Step 6: Things still in the works
As I had mentioned before, this is a project I had started but is still a work in progress. Interest in my original video and 3D files on Thingiverse has prompted me to post what I had so far. I am still working on several other aspects of the code and circuit, listed below. I will outline my thoughts on each, but I am quite happy to receive any thoughts and suggestions.
Things in progress:
1. Solar charging of the 12V battery. - I would like to add circuitry which would solar charge the 12V battery during the day. The decorative lighthouse that I have has an existing 6V solar panel that I was hoping to use for this purpose. In order to get it to charge a 12V battery, I was thinking about using a joule thief type circuit to charge up the battery in a series of low-current, high voltage pulses (without blowing up the battery, of course). Since I am a hobbyist and not an electrical engineer, this may be a little beyond me, and I may just opt for a store bought 12V panel and solar charge regulator from Harbor Freight Tools. However, if anyone out there has suggestions, on how best to accomplish this, please let me know.

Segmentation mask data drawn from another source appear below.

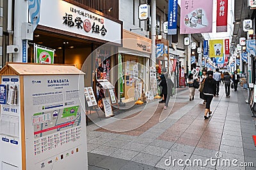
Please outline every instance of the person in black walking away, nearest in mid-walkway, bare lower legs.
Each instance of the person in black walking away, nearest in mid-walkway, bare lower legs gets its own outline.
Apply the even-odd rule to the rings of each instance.
[[[210,105],[211,105],[213,96],[216,95],[216,81],[213,79],[213,72],[208,71],[207,75],[208,76],[207,78],[205,78],[204,88],[203,88],[203,93],[206,101],[205,112],[204,112],[205,120],[209,118],[207,116],[207,113],[209,114],[209,116],[211,116],[212,114]]]

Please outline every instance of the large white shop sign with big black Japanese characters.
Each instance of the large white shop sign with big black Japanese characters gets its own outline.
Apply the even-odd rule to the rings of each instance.
[[[121,44],[121,24],[60,0],[41,2],[42,26]]]

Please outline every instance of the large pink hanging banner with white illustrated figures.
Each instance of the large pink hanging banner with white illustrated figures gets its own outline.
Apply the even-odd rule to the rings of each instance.
[[[180,35],[212,32],[212,0],[181,1]]]

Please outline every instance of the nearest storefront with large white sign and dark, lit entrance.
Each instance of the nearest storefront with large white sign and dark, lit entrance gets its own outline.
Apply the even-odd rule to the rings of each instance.
[[[110,68],[118,63],[122,21],[68,2],[41,2],[41,8],[47,10],[41,10],[33,41],[28,42],[28,62],[36,61],[35,46],[51,49],[54,64],[75,65],[85,73],[84,86],[92,86],[94,93],[98,94],[97,79],[106,79],[115,86],[118,72],[110,72]]]

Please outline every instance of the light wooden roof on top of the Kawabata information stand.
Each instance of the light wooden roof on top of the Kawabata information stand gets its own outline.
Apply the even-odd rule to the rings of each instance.
[[[47,65],[37,63],[6,63],[0,75],[77,75],[84,74],[74,65]]]

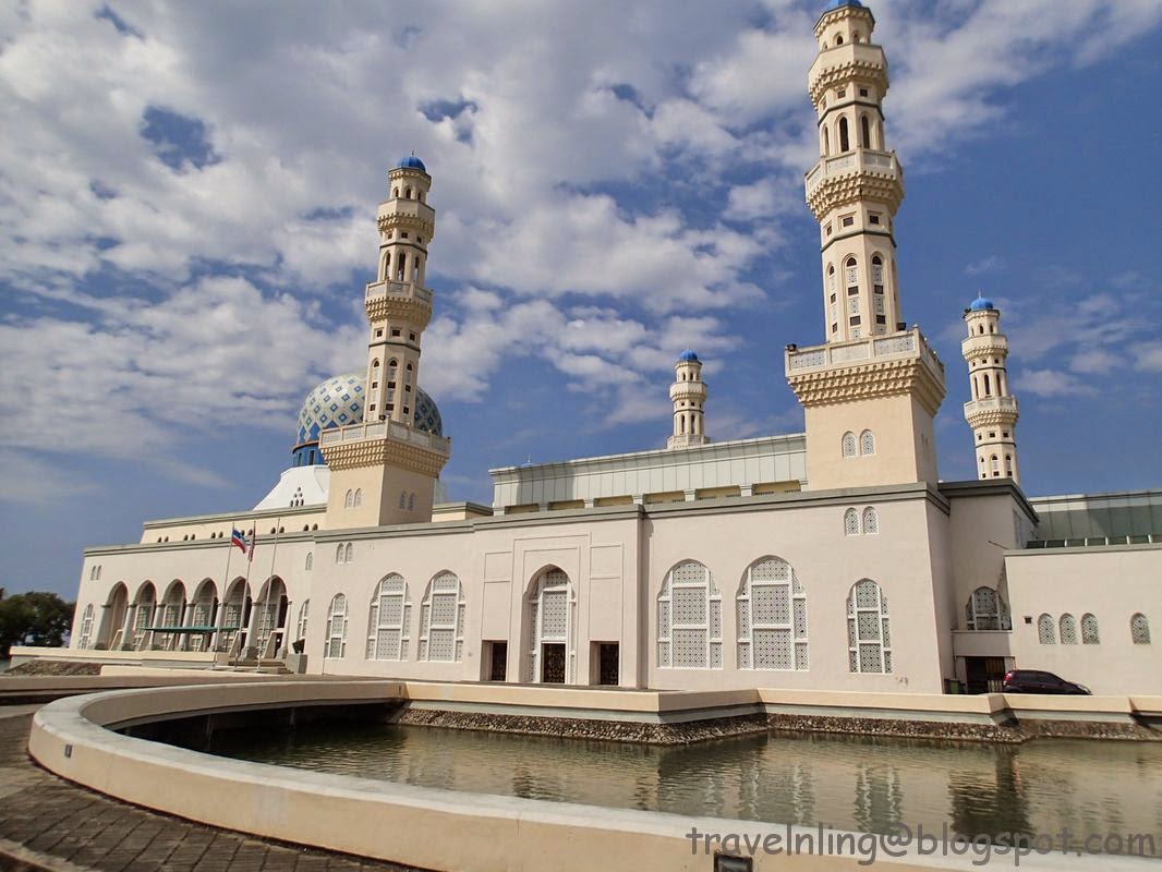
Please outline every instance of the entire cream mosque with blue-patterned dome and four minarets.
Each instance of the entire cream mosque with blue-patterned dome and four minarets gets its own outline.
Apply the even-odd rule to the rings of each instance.
[[[365,370],[308,394],[292,466],[253,509],[146,521],[137,543],[86,549],[73,655],[925,693],[998,689],[1017,666],[1157,693],[1162,491],[1021,491],[1009,343],[987,299],[964,309],[960,376],[977,477],[939,478],[948,372],[902,307],[904,172],[874,26],[858,0],[833,0],[815,28],[819,160],[805,194],[823,342],[784,358],[804,433],[712,442],[687,350],[665,449],[492,470],[492,506],[447,501],[452,442],[419,386],[432,177],[407,157],[376,217]]]

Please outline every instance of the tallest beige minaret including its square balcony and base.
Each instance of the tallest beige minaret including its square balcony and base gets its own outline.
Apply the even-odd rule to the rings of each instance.
[[[894,226],[904,171],[887,150],[888,91],[875,19],[859,0],[830,0],[815,26],[808,88],[819,163],[806,201],[819,222],[824,344],[788,345],[787,380],[803,406],[808,488],[938,479],[933,419],[945,369],[899,309]]]

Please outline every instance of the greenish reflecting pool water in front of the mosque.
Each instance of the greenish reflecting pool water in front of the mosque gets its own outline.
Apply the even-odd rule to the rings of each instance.
[[[320,723],[215,734],[213,753],[450,791],[865,832],[899,823],[1070,842],[1153,834],[1162,743],[989,745],[759,734],[659,748],[504,732]]]

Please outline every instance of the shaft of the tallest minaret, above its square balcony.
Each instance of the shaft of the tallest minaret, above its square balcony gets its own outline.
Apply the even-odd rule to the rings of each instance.
[[[806,176],[806,201],[819,222],[827,342],[904,329],[892,236],[904,171],[884,141],[888,60],[871,44],[874,28],[858,0],[831,2],[815,26],[808,86],[819,163]]]

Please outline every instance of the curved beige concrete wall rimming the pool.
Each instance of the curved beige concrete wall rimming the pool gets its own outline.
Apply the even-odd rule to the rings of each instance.
[[[467,688],[450,688],[444,695],[456,695],[457,689]],[[150,688],[77,696],[50,703],[37,713],[29,751],[46,769],[71,781],[148,808],[217,827],[431,870],[708,872],[713,867],[713,858],[691,851],[686,835],[691,827],[703,832],[779,835],[781,838],[788,834],[787,827],[753,821],[690,819],[445,792],[289,770],[196,753],[106,729],[172,717],[177,713],[195,715],[256,707],[385,701],[408,698],[408,691],[397,681],[316,680]],[[432,695],[421,688],[415,688],[414,694]],[[573,698],[573,705],[580,702],[575,693],[567,695]],[[612,700],[605,696],[604,701]],[[644,702],[625,700],[622,705],[634,708]],[[813,834],[815,830],[792,828],[791,832]],[[454,837],[450,837],[452,834]],[[860,834],[855,838],[860,838]],[[948,859],[925,858],[912,851],[904,855],[898,860],[880,858],[877,862],[904,864],[909,870],[947,870],[961,865],[959,860],[951,864]],[[974,867],[970,856],[961,859],[963,869]],[[1114,857],[1099,860],[1089,867],[1140,867]],[[1023,865],[1056,869],[1053,862],[1053,857],[1026,857]],[[866,860],[861,865],[859,857],[787,857],[761,852],[754,863],[756,870],[862,867]]]

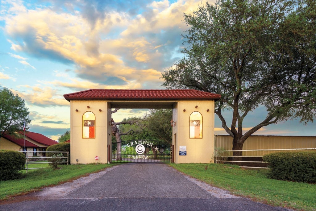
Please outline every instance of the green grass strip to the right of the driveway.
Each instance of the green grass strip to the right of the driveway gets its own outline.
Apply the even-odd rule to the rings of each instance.
[[[315,210],[316,185],[269,179],[267,170],[223,164],[170,164],[188,176],[275,207]]]

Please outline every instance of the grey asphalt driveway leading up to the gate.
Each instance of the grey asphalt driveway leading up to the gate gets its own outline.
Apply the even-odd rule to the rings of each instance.
[[[161,163],[127,163],[2,202],[1,210],[288,210],[238,197]]]

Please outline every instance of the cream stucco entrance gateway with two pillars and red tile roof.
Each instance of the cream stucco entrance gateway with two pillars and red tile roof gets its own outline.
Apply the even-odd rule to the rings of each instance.
[[[99,163],[112,162],[112,108],[173,109],[172,161],[214,162],[214,103],[220,97],[192,89],[89,89],[64,94],[70,102],[70,162],[95,163],[96,157]]]

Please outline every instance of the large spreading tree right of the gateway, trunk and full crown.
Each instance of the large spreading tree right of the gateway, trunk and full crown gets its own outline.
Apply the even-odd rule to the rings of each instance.
[[[221,94],[215,113],[233,137],[233,150],[260,128],[315,118],[315,1],[218,0],[184,15],[185,56],[162,78],[167,88]],[[249,112],[267,115],[243,131]],[[231,125],[222,115],[232,110]],[[234,155],[241,155],[234,152]]]

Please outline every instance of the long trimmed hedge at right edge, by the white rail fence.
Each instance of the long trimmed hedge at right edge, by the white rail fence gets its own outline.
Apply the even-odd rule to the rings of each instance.
[[[316,152],[280,152],[262,157],[269,163],[270,178],[315,183]]]

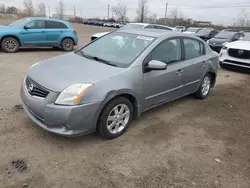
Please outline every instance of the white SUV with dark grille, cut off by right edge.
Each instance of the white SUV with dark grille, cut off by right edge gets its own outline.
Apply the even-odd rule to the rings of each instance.
[[[250,70],[250,32],[244,32],[244,38],[222,48],[220,66]]]

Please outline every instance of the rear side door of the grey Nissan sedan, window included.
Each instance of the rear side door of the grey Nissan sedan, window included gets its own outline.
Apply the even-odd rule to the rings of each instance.
[[[208,59],[203,42],[183,38],[184,58],[183,61],[183,95],[198,90],[200,82],[208,70]]]

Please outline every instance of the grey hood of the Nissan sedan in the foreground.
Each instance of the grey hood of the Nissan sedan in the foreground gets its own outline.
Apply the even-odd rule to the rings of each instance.
[[[69,53],[42,61],[31,67],[27,75],[39,85],[61,92],[75,83],[97,83],[124,70]]]

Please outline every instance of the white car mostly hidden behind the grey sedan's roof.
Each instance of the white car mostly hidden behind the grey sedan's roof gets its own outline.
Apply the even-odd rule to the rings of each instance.
[[[122,25],[123,26],[123,25]],[[130,28],[141,28],[141,29],[162,29],[162,30],[168,30],[173,31],[174,29],[168,26],[164,25],[157,25],[157,24],[147,24],[147,23],[128,23],[121,27],[122,29],[130,29]],[[91,40],[95,40],[97,38],[100,38],[109,32],[102,32],[102,33],[96,33],[92,35]]]

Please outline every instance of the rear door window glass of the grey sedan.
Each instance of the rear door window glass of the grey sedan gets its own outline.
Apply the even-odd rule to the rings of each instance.
[[[185,59],[194,59],[202,55],[200,42],[193,39],[183,39],[185,49]]]

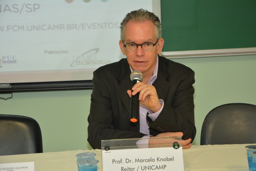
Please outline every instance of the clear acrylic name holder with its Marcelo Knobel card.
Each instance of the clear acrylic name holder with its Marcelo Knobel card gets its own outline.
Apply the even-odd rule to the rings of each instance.
[[[102,140],[104,171],[184,171],[181,137]]]

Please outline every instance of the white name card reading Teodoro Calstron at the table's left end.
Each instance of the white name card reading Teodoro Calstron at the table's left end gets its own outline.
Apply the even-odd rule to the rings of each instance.
[[[34,162],[0,164],[0,171],[34,171]]]

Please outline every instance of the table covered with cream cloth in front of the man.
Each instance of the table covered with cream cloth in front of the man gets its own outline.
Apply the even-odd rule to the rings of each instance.
[[[249,171],[245,146],[252,144],[192,145],[183,150],[185,171]],[[103,169],[101,150],[75,150],[0,156],[2,163],[35,162],[35,171],[77,171],[76,154],[96,153],[100,160],[98,171]]]

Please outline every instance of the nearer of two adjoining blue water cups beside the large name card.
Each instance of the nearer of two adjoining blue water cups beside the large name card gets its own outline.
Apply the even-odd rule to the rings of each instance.
[[[78,171],[97,171],[99,160],[82,159],[78,161]]]

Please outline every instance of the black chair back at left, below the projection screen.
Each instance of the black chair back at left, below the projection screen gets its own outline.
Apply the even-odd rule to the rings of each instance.
[[[42,134],[36,120],[0,114],[0,156],[41,152]]]

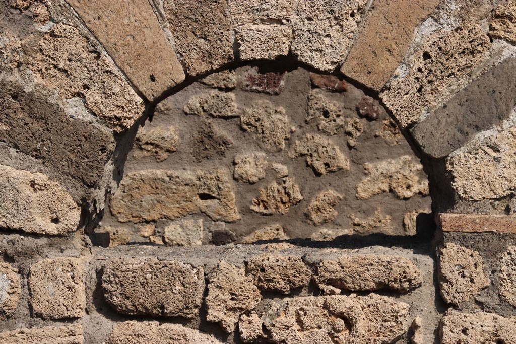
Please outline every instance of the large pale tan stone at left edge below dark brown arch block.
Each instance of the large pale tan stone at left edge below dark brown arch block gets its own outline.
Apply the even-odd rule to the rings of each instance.
[[[0,227],[65,235],[77,229],[80,209],[72,196],[42,173],[0,165]]]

2. Low-power Sleep Mode - The arduino has a low power sleep mode which extends the life of the battery. We can add code to put the arduino to sleep during the day (sleep_mode) and activate the lighthouse when it gets dark (lighthouse_mode).
3. Dark/light detection - There is one free analog pin (A5) left on the arduino, which I intend to use as a light sensor. I figure that we can set the pin as an analog input with protective voltage divider resistors to keep the voltage below 5V to the pin. We can then sense when the voltage falls below a predefined threshold (darkness) and trigger the lighthouse_mode. Then we can trigger sleep_mode after a predefined time or when the voltage from the solar cell exceeds a certain threshold.
4. Saving preferred lighthouse parameters on the EEPROM - The microcontroller on the Arduino board has EEPROM: memory whose values are kept when the board is turned off. We can use the EEPROM to store the last settings set by the push buttons (revolutions per minute, number of beams, and beamwidth), so these won't have to be reset every time the arduino boots. FYI, the arduino EEPROM memory has a specified life of 100,000 write/erase cycles, so it might be prudent to add some logic to prevent too many writes to the EEPROM.